According to the given information, the length of the rectangle is three times greater than the width, so the length would be "3x" cm.
The formula for the area of a rectangle is length multiplied by width.
So, the area of the rectangle is given as:
x * 3x = 243 cm^2
Simplifying the equation, we have:
3x^2 = 243
Dividing both sides of the equation by 3, we get:
x^2 = 81
Taking the square root on both sides, we have:
x = 9
Therefore, the width of the rectangle is 9 cm, and the length is three times greater, which gives us:
Length = 3 * 9 = 27 cm
So, the dimensions of the rectangle are:
Width = 9 cm
Length = 27 cm.
To solve this problem, we need to set up an equation based on the given information.
Let's assume that the width of the rectangle is "w" cm. Since the length is three times greater than the width, the length would be "3w" cm.

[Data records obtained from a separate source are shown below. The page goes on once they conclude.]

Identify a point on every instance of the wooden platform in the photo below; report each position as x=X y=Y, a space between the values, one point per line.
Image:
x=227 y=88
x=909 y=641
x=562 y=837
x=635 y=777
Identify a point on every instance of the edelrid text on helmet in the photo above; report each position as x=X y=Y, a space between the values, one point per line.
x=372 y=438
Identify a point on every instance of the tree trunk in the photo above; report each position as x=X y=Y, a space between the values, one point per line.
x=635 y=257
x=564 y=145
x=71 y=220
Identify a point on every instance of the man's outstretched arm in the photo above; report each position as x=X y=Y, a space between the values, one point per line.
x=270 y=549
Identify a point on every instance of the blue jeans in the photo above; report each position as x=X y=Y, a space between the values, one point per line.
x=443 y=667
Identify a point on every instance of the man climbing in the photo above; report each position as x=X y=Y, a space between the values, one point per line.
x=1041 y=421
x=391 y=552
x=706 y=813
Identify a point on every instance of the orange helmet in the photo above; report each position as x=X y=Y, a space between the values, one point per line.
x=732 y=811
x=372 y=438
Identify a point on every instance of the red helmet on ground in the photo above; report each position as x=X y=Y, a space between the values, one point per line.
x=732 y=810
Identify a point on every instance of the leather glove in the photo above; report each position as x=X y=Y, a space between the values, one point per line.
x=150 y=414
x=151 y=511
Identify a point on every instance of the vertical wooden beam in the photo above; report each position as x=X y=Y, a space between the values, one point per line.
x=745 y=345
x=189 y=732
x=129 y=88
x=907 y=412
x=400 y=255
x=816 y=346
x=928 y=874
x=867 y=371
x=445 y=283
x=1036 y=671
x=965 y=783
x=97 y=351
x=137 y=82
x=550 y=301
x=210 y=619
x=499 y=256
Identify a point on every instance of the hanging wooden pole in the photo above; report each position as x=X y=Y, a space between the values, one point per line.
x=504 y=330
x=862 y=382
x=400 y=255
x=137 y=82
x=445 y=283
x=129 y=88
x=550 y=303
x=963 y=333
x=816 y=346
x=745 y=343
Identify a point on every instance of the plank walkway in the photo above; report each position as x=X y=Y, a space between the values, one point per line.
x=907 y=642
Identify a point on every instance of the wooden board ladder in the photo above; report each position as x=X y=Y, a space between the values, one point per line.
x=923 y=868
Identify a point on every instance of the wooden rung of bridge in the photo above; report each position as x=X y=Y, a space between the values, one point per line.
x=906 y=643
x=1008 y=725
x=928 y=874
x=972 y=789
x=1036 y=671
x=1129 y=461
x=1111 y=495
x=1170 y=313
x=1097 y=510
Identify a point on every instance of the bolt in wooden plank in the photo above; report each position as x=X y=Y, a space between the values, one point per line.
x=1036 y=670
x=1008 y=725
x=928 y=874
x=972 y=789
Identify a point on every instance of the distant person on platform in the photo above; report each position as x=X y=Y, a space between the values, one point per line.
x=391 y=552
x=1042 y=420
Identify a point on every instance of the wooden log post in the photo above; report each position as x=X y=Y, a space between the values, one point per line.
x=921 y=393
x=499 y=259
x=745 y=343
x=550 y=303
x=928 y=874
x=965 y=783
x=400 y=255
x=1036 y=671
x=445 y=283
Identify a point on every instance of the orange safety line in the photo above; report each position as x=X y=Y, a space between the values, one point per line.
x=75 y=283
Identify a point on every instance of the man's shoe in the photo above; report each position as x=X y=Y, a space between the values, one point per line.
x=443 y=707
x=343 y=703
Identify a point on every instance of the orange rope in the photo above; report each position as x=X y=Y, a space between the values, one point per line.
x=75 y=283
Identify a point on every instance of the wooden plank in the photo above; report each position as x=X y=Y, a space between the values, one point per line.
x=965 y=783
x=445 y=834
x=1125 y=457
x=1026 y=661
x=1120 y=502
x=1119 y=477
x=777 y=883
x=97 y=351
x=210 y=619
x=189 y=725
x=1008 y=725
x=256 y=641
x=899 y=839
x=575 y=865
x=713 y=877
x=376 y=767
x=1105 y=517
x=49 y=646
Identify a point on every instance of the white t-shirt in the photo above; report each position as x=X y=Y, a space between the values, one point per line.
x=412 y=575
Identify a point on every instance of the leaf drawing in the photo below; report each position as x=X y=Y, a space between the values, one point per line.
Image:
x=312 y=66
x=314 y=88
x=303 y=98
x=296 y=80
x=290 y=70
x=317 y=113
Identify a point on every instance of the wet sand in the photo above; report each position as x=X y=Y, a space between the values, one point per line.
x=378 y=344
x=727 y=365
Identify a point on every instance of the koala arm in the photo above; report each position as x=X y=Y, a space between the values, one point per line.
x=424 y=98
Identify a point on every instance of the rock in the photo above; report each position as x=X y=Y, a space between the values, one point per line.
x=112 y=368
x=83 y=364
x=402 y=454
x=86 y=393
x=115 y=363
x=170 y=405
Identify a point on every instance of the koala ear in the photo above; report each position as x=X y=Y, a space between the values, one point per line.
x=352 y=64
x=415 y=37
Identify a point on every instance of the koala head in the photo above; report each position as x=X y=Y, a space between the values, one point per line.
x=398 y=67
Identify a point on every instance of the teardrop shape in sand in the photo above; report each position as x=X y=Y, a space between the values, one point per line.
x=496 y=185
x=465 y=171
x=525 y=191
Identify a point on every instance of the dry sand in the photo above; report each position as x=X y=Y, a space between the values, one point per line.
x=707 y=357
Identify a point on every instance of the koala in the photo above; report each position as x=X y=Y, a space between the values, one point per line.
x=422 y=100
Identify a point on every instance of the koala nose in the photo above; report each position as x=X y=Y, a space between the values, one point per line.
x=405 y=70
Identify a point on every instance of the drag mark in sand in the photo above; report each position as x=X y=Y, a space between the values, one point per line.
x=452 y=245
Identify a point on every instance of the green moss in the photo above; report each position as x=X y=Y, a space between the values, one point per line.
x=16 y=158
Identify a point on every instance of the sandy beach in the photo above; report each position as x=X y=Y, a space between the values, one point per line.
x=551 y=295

Now, we can use the formula for the area of a rectangle, which is length multiplied by width: Area = Length * Width.
Given that the area of the rectangle is 243 cm^2, we can write the equation as follows:
243 = (3w) * w
Now, we can solve this equation for "w".
First, distribute the 3w:
243 = 3w^2
Next, divide both sides of the equation by 3:
81 = w^2
Now, take the square root of both sides to find the value of "w":
w = √(81)
w = 9
So, the width of the rectangle is 9 cm.
Since the length is three times greater, the length would be 3 * 9 = 27 cm.
Therefore, the dimensions of the rectangle are 9 cm (width) and 27 cm (length).